Бах шуровал веслами по зыбкому телу реки, то и дело оборачиваясь на приближавшуюся деревню. Подлая память уже подсказала все написанные когда-то сюжеты о пожарах, поджогах и огневых дождях. Увидит ли он сегодня выгоревшие дома и обожженных людей? Овец с опаленными шкурами и задохнувшихся в дыму птиц? Скорбящих погорельцев, в одночасье лишившихся крова и имущества? Сожмется ли усталое сердце его, уже в тысячный раз, чувством вины за случившееся?
Не ездить бы ему в колонию, отрешиться от ее жизни, отгородиться Волгой; и сказок больше не сочинять, и на обрыв не ходить, и даже не смотреть на левый берег, а сидеть на хуторе безвылазно и растить пятилетнюю Анче. Но преодолеть себя Бах не мог: нет-нет да и срывался в Гнаденталь, проходил торопливо по улицам, заглядывал в «Wolga Kurier», бежал по окрестностям. Все надеялся: а не повернулось ли вспять? Не вернулось ли то самое — богатое, плодородное? Нет, не возвращалось.
Он примотал чалку к подгнившим основательно причальным бревнам и вскарабкался на пирс (с недавних пор стал оставлять ялик тут: берег был усыпан ребристыми скелетами брошенных лодок, и оставлять среди них свою, целую, не хотелось). Протопал по щербатым доскам настила, спрыгнул на песок и побежал — на дым и крики.

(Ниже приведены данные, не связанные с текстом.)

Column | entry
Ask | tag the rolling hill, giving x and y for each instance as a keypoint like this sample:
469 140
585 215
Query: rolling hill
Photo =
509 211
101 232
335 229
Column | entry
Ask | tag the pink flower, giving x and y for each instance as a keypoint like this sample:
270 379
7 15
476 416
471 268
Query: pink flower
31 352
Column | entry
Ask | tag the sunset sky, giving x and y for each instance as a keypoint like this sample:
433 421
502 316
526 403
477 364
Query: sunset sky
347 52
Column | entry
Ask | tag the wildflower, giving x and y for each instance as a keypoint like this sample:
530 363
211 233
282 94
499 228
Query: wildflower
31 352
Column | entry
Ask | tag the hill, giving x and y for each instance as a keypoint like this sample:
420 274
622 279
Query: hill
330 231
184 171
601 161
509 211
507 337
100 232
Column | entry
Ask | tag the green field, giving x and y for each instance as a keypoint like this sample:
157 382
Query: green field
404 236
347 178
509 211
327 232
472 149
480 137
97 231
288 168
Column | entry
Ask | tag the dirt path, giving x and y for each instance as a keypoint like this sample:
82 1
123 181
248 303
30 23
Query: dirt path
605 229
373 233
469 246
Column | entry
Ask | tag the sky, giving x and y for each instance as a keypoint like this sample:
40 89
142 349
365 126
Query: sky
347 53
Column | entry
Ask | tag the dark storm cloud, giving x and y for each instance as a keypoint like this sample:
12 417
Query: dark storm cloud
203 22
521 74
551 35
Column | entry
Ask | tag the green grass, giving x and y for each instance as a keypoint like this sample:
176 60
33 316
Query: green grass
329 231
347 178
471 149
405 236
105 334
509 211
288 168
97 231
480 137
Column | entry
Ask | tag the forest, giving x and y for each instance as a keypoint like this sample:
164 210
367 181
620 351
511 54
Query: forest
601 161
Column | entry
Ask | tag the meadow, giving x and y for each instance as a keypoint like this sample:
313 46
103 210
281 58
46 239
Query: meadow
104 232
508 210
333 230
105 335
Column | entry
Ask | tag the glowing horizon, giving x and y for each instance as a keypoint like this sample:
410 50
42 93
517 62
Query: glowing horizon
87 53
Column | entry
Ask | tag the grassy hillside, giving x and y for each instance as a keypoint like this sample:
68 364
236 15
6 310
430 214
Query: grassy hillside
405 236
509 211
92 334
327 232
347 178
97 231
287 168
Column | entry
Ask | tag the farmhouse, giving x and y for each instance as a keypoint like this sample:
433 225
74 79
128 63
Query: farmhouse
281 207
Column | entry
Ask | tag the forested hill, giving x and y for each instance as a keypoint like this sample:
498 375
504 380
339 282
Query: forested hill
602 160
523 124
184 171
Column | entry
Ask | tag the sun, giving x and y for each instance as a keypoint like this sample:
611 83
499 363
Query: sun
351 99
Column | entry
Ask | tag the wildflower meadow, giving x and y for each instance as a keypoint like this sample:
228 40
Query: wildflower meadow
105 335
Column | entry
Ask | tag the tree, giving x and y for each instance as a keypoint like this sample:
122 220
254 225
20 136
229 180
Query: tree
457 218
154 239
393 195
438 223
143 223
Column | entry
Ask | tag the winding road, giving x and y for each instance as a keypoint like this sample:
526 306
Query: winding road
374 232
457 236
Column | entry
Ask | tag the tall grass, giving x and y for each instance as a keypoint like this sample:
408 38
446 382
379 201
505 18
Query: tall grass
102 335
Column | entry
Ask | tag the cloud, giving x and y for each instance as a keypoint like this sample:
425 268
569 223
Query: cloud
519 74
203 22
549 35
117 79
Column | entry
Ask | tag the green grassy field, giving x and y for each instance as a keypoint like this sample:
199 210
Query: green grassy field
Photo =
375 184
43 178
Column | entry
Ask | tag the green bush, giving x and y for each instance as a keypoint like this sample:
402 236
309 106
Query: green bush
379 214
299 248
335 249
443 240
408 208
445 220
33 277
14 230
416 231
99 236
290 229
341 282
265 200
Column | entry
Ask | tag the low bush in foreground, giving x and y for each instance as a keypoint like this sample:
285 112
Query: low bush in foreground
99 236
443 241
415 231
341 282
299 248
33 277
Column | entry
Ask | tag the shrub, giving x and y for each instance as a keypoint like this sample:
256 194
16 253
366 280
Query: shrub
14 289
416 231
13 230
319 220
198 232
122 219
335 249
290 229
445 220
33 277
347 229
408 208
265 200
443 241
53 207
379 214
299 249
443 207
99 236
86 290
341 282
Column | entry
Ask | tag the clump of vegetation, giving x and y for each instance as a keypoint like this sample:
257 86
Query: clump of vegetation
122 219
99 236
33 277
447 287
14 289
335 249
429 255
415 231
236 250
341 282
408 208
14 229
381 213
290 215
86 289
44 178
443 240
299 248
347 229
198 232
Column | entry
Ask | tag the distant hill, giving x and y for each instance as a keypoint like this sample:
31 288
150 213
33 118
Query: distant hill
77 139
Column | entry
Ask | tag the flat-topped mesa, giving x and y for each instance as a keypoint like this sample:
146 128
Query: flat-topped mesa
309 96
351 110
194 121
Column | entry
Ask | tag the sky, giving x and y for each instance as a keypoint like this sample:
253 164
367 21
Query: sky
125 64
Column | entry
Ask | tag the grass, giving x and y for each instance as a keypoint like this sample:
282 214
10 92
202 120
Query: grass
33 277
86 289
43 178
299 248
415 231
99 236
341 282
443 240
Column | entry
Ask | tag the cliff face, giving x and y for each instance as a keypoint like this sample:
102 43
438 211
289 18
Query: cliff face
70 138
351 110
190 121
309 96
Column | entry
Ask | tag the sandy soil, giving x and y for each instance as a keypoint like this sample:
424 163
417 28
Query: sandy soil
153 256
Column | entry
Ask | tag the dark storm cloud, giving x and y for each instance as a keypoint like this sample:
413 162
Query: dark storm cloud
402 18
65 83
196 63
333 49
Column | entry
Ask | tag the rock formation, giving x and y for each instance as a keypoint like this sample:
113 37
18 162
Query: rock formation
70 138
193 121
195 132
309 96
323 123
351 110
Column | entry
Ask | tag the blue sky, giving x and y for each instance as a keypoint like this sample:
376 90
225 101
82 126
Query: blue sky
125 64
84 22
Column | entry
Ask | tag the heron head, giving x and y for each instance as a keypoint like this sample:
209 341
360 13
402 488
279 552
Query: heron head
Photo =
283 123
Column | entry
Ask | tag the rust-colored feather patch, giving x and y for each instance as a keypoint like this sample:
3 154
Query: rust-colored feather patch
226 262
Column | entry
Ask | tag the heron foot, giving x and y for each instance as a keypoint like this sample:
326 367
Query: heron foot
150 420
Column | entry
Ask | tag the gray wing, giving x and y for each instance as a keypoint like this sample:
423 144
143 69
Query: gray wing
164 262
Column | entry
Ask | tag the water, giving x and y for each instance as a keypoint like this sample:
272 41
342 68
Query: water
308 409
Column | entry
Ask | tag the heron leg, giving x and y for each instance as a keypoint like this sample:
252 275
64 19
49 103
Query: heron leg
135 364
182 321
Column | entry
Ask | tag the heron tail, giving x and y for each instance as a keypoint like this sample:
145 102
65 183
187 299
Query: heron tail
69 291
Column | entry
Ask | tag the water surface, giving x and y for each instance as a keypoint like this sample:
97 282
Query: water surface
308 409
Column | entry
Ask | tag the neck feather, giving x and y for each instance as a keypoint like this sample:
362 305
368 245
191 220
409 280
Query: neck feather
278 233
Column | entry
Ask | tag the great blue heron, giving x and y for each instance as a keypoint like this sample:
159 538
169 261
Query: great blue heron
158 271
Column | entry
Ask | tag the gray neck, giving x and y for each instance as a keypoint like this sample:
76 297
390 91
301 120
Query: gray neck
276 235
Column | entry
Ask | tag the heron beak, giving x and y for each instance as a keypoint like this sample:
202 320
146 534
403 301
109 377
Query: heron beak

Главная улица хлопала дверьми и окнами, звенела замками и засовами, визжала бабьими голосами. Метались меж ног бестолково куры, лаяли растревоженные псы. Так же бестолково метались из дома в дом и люди — ошалелые, с бледными чужими лицами. Бесхозное жестяное ведро быстро катилось по улице, громыхая и подпрыгивая на ухабах, — едва не сбило Баха с ног и укатилось дальше, к Волге, словно было живое и убегало от чего-то страшного. Дохнуло жженой резиной и раскаленным железом, по лицу мазнуло горячим пеплом. Бах выскочил на рыночную площадь и остановился, уткнувшись лицом в жаркую, плотную стену дымного марева.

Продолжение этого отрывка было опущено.